O livro “O Delfim”, do português José Cardoso Pires, quem mo trouxe à atenção foi o Carpeaux, já nas páginas finais de sua História da Literatura Ocidental. Com uma pontual recomendação, indicando “O Delfim” como uma obra-prima, o crítico austro-brasileiro conseguiu atiçar minha curiosidade o suficiente para incluí-lo em minha lista de leituras, apesar de não estar mais em qualquer outra das minhas fontes habituais. Se é ou não uma obra-prima, isso eu tirei a limpo com a leitura e digo a quem tiver paciência de me acompanhar.
Em “O Delfim”, há uma diferença marcada, exemplar mesmo, entre o tempo real e o tempo interior. Contando-se das primeiras páginas, que marcam a chegada do narrador à aldeia ficcional chamada “Gafeira” e sua instalação numa pousada, até as finais, com o nascer do sol, passam menos de um dia, isto é, da manhã de um dia (1ª de novembro, dia de todos os Santos) até a madrugada do seguinte, dia de finados. No entanto, não é propriamente com os fatos do tempo real que se preenchem as páginas, mas com as memórias, evocações, impressões e raciocínios desenvolvidos pelo narrador.
A escolha da voz narrativa foi bem apropriada para o método empregado: trata-se de um narrador em primeira pessoa, personagem que interaje com os demais, mas, ao contrário de um narrador em primeira pessoa tradicional, ele acaba por adquirir um simulacro de onisciência narrativa através da imaginação e recomposição de certas cenas a partir de boatos, lembranças, autos judiciais e demais elementos externos que funcionam como combustível para o seu febril cogitar.
Nessas evocações e imaginações, o tempo vai se estendendo, e dentro de uma lembrança nasce outra, que dá azo a um raciocínio, e lá surge uma evocação que traz ao presente, empurra para o passado novamente, mas já não como lembrança e sim como especulação, só para que haja uma associação fortuita que traga novamente o narrador para o presente. Em outras palavras, há um esforço consciente de José Cardoso Pires em mimetizar os processos de pensamento humano, que jamais são tão coerentes e focados como aparecem nos romances mais tradicionais.

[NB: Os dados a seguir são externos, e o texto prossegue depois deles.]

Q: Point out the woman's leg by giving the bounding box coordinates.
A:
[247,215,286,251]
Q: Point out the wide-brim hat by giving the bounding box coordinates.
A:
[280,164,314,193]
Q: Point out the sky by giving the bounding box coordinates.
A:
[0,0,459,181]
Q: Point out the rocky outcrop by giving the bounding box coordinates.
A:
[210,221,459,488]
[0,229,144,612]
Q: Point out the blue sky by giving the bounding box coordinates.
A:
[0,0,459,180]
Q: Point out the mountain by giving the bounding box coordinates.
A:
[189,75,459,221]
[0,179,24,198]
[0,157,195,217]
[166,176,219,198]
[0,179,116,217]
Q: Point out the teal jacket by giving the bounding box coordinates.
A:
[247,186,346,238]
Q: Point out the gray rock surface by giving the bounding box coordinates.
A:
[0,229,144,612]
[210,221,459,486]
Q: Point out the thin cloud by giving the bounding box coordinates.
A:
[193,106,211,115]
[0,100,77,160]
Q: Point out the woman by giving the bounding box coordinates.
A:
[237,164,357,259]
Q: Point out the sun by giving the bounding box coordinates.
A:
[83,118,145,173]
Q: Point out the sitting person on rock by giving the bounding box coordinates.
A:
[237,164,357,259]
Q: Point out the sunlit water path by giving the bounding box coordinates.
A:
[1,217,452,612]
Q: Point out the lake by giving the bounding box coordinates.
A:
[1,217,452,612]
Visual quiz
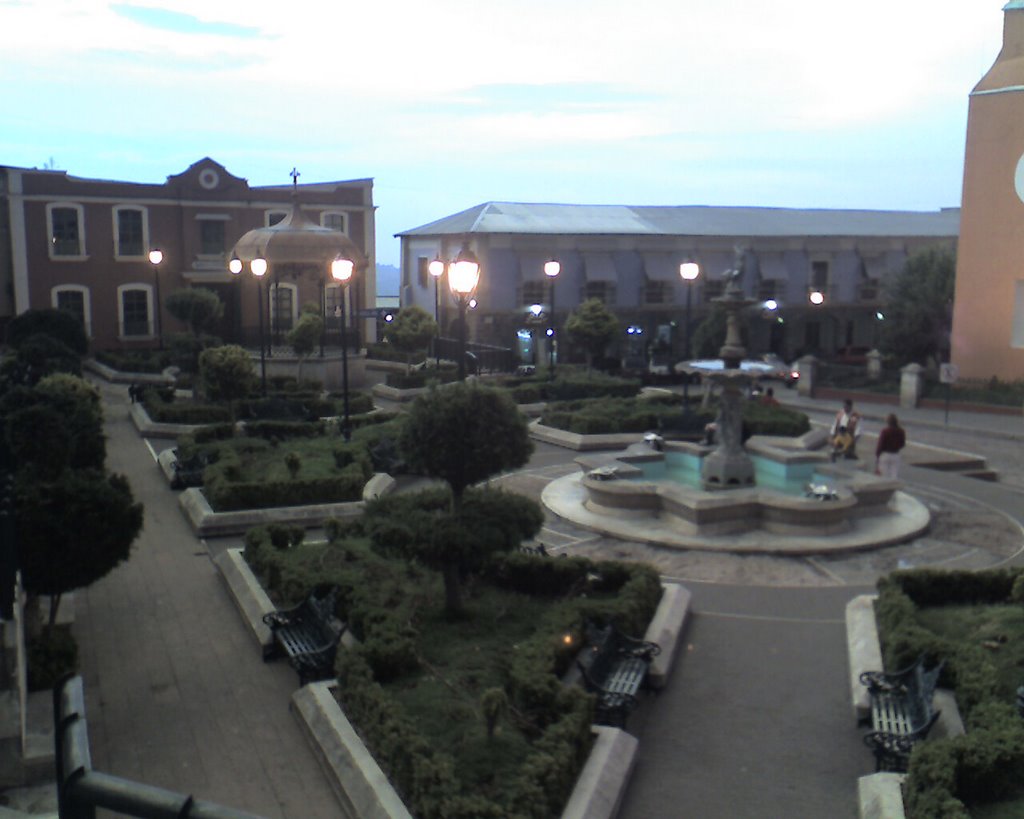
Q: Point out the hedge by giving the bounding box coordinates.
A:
[874,568,1024,819]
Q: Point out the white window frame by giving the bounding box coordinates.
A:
[118,282,157,341]
[46,202,88,262]
[50,285,92,339]
[113,205,152,262]
[267,282,299,333]
[321,211,348,236]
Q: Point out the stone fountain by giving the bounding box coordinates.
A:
[691,248,754,489]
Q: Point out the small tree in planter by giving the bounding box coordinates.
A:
[401,383,534,613]
[199,344,256,422]
[286,310,324,381]
[385,306,437,375]
[565,299,618,369]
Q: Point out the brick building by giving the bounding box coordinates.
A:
[0,159,376,350]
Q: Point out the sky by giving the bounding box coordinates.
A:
[0,0,1005,264]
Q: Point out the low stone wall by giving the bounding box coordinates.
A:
[214,549,690,819]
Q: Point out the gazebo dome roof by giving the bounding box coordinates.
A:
[231,195,368,270]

Não obstante, há ainda muito de artifício na coisa, dando ao desenrolar da estória algo de concentração, algo de narração linear, sob pena de tornar intolerável a leitura. Isto é dizer que por trás desse mergulho no subjetivo algo há de objetivo que guia e impulsiona não apenas a mente do narrador como também suas (poucas) ações externas.
Esse algo de objetivo é a notícia da morte trágica de Domingos e Maria das Mercês, bem como do desaparecimento de Tomás Manuel da Palma Bravo, conhecido como O Infante ou O Engenheiro, patrão daquele e marido desta.

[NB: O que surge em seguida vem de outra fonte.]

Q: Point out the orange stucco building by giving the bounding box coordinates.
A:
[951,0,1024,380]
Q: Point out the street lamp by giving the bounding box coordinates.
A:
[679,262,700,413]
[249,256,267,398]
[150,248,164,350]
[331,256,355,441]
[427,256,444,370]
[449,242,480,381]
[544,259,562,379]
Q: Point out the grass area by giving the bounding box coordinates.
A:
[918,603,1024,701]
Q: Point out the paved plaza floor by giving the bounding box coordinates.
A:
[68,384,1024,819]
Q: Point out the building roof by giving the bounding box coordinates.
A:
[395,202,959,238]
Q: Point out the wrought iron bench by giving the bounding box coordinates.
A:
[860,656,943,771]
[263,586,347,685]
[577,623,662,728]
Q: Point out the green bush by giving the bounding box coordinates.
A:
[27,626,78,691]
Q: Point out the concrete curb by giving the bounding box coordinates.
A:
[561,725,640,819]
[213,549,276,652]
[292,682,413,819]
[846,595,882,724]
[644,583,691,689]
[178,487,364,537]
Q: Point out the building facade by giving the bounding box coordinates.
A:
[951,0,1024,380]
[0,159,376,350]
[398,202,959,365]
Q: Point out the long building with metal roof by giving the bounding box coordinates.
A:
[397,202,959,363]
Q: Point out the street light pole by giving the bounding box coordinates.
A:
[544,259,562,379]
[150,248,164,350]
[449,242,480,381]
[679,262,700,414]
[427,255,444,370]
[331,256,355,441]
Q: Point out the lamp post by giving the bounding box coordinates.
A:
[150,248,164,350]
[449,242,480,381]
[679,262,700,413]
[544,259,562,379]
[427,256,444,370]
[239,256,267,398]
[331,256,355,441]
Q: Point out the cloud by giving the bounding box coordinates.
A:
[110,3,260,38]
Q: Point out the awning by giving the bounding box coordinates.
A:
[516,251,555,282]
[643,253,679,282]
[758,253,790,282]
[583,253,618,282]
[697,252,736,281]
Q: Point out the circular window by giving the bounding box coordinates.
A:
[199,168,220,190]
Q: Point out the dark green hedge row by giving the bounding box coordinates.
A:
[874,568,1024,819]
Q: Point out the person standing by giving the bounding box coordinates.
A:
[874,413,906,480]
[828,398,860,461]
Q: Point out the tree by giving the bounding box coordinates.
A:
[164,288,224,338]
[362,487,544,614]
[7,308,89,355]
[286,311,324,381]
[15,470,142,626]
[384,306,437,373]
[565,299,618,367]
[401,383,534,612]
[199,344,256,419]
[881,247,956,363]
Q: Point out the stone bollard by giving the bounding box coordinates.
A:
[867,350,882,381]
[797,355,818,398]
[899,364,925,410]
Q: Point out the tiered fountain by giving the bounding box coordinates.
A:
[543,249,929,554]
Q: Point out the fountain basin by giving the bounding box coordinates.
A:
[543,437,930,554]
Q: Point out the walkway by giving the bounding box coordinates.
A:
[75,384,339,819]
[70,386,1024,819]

O narrador havia estado na Gafeira em outras oportunidades, sempre para a temporada de caça aos patos e outras aves da região, caçada esta que se dava na altura da Lagoa que era de propriedade multissecular da família Palma Bravo. Nas visitas anteriores, travou conhecimento e se tornou amigo frequente de Tomás Manuel, o Engenheiro, herdeiro da propriedade e da lagoa, elo atual de uma família de notáveis que já era famosa o suficiente para que, em 1801, viesse a constar como notória dinastia em uma memória escrita por um abade local.
O Engenheiro é um homem até certo ponto típico: um homem rico e bem educado, casado com uma jovem e bela mulher, e que no entanto não se satisfaz com a vida que tem e sempre busca aventuras, seja sexuais, seja desportivas. Tem ideias extravagantes, um quê de macho-alfa querendo épater le bourgeois, mas, apesar de tudo, alguém generoso a seu modo e consciente do legado que recebera. Sua esposa é Maria das Mercês, jovem, bela e entediada, que passa o dia fumando e dissolvendo comprimidos de aspirina na língua. Completa a casa da lagoa um casal de idosos e um auxiliar, chamado de sombra do Engenheiro, de nome Domingos, mulato maneta, personalidade retraída.
O narrador fica sabendo, ao chegar em Gafeira, que o Egenheiro estaria foragido da justiça por ter assassinado sua esposa logo após ter descoberto que esta matara o criado Domingos. Esta é a versão que circula pela boca do velho da lotaria, espécie de jornalista local. Mais tarde, fica sabendo ao Regedor que houvera um processo crime e que neste processo ficara provado que Maria das Mercês havia se matado ou, ao menos, morrido acidentalmente, afogada na lagoa, ao se embrenhar no mato, na direção do mar. Mas de Domingos ou do motivo do assassinato, nada se fala.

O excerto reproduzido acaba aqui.